“Mme. Loie Fuller, whom I have admired for a number of years, is, to my mind, a woman of genius, with all the resources of talent,” so wrote the master from Meudon on January 19, 1908.

“All the cities in which she has appeared, including Paris, are under obligations to her for the purest emotions. She has reawakened the spirit of antiquity, showing the Tanagra figurines in action. Her talent will always be imitated, from now on, and her creation will be reattempted over and over again, for she has re-created effects and light and background, all things which will be studied continually, and whose initial value I have understood.

“She has even been able, by her brilliant reproduction, to make us understand the Far East.

“I fall far below what I ought to say about this great personality; my language is inept for that, but my artistic heart is grateful to her.”

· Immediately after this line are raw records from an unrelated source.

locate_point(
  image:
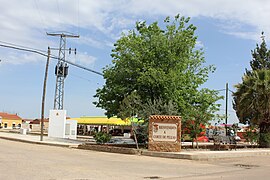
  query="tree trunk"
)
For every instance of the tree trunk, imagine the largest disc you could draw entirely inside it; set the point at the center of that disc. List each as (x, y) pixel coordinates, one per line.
(197, 144)
(264, 139)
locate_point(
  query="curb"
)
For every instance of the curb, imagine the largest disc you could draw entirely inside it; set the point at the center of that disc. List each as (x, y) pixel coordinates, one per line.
(40, 143)
(206, 156)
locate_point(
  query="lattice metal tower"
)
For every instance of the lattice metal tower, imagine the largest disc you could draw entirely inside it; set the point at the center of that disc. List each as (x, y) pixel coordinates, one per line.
(61, 69)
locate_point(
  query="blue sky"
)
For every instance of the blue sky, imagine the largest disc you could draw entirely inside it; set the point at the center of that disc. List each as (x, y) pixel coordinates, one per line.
(227, 31)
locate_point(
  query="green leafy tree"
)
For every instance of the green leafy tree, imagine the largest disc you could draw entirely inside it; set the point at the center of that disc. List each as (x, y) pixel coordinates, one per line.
(252, 102)
(260, 57)
(201, 111)
(159, 65)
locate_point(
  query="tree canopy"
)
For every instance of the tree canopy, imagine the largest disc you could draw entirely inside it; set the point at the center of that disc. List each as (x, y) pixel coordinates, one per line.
(252, 96)
(155, 65)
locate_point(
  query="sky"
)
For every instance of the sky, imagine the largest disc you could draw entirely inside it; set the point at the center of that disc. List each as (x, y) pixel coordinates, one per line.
(227, 31)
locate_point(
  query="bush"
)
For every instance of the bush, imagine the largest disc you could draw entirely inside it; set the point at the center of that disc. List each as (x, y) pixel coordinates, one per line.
(102, 137)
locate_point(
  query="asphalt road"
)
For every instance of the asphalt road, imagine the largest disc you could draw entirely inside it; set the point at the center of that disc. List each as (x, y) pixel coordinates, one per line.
(30, 161)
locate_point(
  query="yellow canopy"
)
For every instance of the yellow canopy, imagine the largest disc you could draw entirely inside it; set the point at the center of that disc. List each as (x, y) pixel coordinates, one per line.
(103, 121)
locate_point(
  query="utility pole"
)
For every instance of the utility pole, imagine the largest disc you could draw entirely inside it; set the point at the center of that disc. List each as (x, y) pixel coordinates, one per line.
(226, 109)
(44, 94)
(61, 69)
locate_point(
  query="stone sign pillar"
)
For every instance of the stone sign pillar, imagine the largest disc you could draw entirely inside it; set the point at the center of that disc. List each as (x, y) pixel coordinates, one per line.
(164, 133)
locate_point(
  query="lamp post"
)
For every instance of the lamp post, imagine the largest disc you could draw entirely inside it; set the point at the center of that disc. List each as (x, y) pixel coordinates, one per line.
(44, 94)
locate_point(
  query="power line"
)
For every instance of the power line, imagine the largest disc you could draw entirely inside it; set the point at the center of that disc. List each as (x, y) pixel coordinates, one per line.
(51, 56)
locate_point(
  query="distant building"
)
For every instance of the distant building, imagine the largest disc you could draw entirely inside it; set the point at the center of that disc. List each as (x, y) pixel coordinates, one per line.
(10, 121)
(34, 125)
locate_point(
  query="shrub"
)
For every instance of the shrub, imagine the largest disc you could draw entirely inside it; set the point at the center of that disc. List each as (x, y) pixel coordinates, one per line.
(102, 137)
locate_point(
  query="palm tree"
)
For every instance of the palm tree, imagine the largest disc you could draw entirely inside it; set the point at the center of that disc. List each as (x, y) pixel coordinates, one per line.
(252, 102)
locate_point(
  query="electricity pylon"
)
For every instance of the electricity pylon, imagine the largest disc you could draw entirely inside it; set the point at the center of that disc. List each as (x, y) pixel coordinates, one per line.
(61, 69)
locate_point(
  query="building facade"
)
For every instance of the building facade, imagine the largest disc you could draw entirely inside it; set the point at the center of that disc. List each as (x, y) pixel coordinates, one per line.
(10, 121)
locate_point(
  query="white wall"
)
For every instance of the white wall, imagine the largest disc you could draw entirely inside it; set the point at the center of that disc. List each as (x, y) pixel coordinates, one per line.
(57, 123)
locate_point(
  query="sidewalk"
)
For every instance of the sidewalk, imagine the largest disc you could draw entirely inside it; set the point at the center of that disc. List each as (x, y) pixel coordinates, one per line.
(35, 139)
(184, 154)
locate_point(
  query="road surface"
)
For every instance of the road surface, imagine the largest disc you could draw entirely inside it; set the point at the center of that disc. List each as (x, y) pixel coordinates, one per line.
(31, 161)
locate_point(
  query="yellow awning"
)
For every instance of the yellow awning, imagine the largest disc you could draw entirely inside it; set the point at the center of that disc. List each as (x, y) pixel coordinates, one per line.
(102, 121)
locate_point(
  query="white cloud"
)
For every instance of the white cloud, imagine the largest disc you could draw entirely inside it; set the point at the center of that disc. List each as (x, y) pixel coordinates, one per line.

Less grateful, certainly, than I am to the man who wrote these lines. I am, nevertheless, happy to have been able to bring together on the same page the names of two masters of form who have influenced me profoundly and whom I revere affectionately.

XII
M. GROULT’S COLLECTION

ONE beautiful summer afternoon I was driven to a house in the Boulevard Inkermann at Neuilly. From afar off I heard the sound of hunting-horns, and I wondered in what part of Neuilly it was possible to follow the hounds. That was certainly a novelty.

The carriage stopped.

We were at the house of the charming Rachel Boyer, of the Comédie-Française, who had invited me to a matinee. Before reaching the house I crossed a great garden, still pursued by the sound of hunting-horns that were clearly coming nearer. While I was wondering again where the huntsmen could be riding I reached the house.

The mistress of the establishment received me with the greatest cordiality. Rachel Boyer is a charming soul. She beams like a ray of sunlight.